ALBUM REVIEW: Kieran Kane and Rayna Gellert Renew Magic on ‘The Flowers That Bloom in Spring’
To duet well is to dance, to step in rhythm in such a way that the two become new and unified; two streams merged into a river, if you will. Kieran Kane and Rayna Gellert dance so closely on their new album, The Flowers That Bloom in Spring, their voices may as well have been forever joined.
Both individually accomplished in their own rights — Kane for shaping country music and Americana as part of The O’Kanes and creating the label Dead Reckoning, and Gellert for her accomplishments as one of the world’s greatest old-time fiddlers — they combined forces yet again for this new album. It is their fifth collaboration since meeting in 2017 at the Hardly Strictly Bluegrass Festival. First they supported each other’s solo albums, but The Flowers That Bloom in Spring represents their third album written together (following The Ledges and When the Sun Goes Down).
Kane and Gellert holed up in a house on an Adirondack lake, in part to record music for Martin Scorsese’s upcoming film Killers of the Flower Moon, and the creativity flowed. They settled into a rhythm, and out came The Flowers That Bloom. They co-wrote seven songs, adding one solo credit each, and fleshed out the album with two tunes pulled from the American songbook that matched the mood and feel of the record.

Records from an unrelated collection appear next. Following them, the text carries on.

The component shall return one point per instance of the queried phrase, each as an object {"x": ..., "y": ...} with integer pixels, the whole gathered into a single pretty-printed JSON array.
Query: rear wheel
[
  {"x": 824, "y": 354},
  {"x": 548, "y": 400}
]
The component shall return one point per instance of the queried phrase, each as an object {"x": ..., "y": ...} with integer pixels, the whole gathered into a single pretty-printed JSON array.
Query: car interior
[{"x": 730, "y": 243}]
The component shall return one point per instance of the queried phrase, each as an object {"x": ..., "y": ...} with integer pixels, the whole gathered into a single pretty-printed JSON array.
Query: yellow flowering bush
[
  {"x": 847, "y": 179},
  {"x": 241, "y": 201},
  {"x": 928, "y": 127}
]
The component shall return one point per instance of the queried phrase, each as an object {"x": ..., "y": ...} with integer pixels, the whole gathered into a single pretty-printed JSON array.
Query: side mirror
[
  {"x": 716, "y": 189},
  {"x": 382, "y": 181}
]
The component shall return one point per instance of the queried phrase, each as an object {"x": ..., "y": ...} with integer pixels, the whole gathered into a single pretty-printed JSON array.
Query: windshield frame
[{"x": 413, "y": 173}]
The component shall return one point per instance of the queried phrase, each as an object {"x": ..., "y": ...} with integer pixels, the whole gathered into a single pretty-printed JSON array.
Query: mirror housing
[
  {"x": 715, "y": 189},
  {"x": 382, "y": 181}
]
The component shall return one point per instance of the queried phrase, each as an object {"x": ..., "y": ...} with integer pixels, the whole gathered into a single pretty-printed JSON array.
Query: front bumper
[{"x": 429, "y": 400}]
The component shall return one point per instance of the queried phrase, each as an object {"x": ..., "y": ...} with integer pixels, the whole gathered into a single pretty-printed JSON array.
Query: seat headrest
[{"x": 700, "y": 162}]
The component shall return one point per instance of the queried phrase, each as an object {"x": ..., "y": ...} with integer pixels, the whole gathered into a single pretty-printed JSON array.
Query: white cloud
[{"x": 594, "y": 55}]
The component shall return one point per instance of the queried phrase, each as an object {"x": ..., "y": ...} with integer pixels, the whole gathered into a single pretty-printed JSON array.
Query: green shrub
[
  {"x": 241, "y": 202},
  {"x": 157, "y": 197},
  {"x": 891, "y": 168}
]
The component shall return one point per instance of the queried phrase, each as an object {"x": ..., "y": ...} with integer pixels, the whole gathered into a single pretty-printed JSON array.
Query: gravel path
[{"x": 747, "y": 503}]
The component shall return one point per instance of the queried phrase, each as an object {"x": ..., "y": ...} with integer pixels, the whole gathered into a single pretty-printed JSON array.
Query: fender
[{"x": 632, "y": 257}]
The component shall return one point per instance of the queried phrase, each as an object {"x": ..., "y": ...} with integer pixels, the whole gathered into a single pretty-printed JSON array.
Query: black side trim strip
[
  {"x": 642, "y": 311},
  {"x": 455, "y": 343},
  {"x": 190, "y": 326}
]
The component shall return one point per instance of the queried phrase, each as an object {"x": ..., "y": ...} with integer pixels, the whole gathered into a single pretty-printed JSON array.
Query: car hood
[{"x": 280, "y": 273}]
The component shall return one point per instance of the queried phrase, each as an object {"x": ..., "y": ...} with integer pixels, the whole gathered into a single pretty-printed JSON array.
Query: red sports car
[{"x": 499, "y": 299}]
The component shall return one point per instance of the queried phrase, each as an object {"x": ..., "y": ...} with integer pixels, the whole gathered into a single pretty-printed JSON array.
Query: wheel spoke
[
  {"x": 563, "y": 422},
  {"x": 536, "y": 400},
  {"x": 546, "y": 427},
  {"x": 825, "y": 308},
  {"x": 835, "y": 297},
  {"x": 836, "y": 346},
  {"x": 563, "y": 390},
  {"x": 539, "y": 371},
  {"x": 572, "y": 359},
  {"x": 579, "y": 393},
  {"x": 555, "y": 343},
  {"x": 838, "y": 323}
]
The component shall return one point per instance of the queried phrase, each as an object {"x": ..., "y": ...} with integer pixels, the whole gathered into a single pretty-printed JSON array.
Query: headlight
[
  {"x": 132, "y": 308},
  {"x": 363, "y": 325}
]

Steady guitar grooves and fiddle melodies ground each song, lending them a timelessness. These songs feel old and undiscovered, little gems mined by Kane and Gellert. They explore themes familiar to fans of the greater folk music world — surviving hard times, unsettled hearts, love, and redemption — but it is the instrumentation twined with the harmonies that defines The Flowers That Bloom in Spring.
Gellert’s fiddling deepens songs, such as on “Lonely Are the Brave,” on which her opening instrumental carries a true sense of mourning. Throughout, her playing stretches the emotion into something almost tangible, and it becomes easy to feel along with the song’s narrator. This contrasts neatly with a song like “Augustus,” wherein Gellert’s voice is the star over softly plucked strings, combining to suffuse the song with memory and regret.

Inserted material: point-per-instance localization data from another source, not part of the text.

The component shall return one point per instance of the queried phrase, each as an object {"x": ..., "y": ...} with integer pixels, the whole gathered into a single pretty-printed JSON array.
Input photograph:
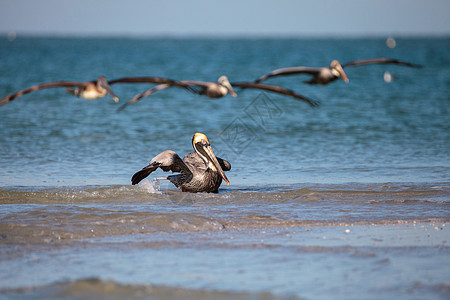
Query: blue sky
[{"x": 226, "y": 17}]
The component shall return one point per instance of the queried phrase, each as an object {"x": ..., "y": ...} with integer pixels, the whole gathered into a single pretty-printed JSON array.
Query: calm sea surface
[{"x": 347, "y": 200}]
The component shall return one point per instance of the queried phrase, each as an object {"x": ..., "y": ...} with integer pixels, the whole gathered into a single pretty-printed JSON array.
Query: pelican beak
[
  {"x": 341, "y": 72},
  {"x": 230, "y": 89},
  {"x": 104, "y": 84},
  {"x": 205, "y": 150}
]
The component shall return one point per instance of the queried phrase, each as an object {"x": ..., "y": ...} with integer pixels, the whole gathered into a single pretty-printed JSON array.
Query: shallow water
[{"x": 347, "y": 200}]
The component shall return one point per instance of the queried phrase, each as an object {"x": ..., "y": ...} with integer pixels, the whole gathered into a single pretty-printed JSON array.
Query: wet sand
[{"x": 402, "y": 260}]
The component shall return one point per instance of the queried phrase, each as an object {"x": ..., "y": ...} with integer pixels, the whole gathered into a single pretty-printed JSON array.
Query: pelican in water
[
  {"x": 325, "y": 75},
  {"x": 200, "y": 171},
  {"x": 219, "y": 89},
  {"x": 92, "y": 90}
]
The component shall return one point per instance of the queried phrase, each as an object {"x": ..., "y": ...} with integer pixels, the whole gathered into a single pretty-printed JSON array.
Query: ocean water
[{"x": 347, "y": 200}]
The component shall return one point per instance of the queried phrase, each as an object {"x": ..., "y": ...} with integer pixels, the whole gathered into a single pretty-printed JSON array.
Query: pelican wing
[
  {"x": 144, "y": 94},
  {"x": 158, "y": 80},
  {"x": 167, "y": 161},
  {"x": 289, "y": 71},
  {"x": 274, "y": 89},
  {"x": 155, "y": 89},
  {"x": 224, "y": 164},
  {"x": 380, "y": 60},
  {"x": 16, "y": 95}
]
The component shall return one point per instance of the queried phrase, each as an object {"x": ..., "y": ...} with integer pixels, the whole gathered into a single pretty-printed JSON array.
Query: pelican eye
[{"x": 203, "y": 142}]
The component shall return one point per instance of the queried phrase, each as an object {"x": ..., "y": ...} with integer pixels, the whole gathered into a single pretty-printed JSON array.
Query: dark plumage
[
  {"x": 326, "y": 75},
  {"x": 200, "y": 171}
]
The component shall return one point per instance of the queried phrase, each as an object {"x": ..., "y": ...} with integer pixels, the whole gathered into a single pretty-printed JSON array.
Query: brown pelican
[
  {"x": 92, "y": 89},
  {"x": 325, "y": 75},
  {"x": 88, "y": 90},
  {"x": 200, "y": 171},
  {"x": 220, "y": 89}
]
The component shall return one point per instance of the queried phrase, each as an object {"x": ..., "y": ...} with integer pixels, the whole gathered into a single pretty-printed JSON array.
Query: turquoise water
[{"x": 352, "y": 195}]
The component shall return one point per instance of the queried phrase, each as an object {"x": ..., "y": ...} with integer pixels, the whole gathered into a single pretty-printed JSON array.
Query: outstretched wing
[
  {"x": 275, "y": 89},
  {"x": 380, "y": 60},
  {"x": 16, "y": 95},
  {"x": 167, "y": 161},
  {"x": 289, "y": 71},
  {"x": 158, "y": 80},
  {"x": 144, "y": 94}
]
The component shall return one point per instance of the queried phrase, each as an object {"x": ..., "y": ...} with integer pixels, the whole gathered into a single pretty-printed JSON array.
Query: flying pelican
[
  {"x": 91, "y": 90},
  {"x": 325, "y": 75},
  {"x": 220, "y": 89},
  {"x": 200, "y": 171}
]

Gellert and Kane selected a particularly choice duo of covers, though the beauty of “Please Help Me, I’m Falling” is especially revelatory. Mostly true to the melodies of the original (first recorded by Hank Locklin), they slow it down, tangle their voices tightly together, and gift the listener kind of love song that feels sweet, but not saccharine.
The album’s standout, however, is the cautiously hopeful and haunting title track. Harmonies — vocal and musical — story the songs, rendering them almost as late-night kitchen table talks. Gellert fiddles sprightly, and Kane sings each verse softly and sweetly. His voice carries the song near to its ending, singing by himself until Gellert suddenly joins for the last few lines. It is a rapturous moment, a last unveiling of beauty and closeness before they play a final instrumental sequence. As the quiet of an ended record settles into place, their harmonies haunt, little ghosts that keep playing through the silence.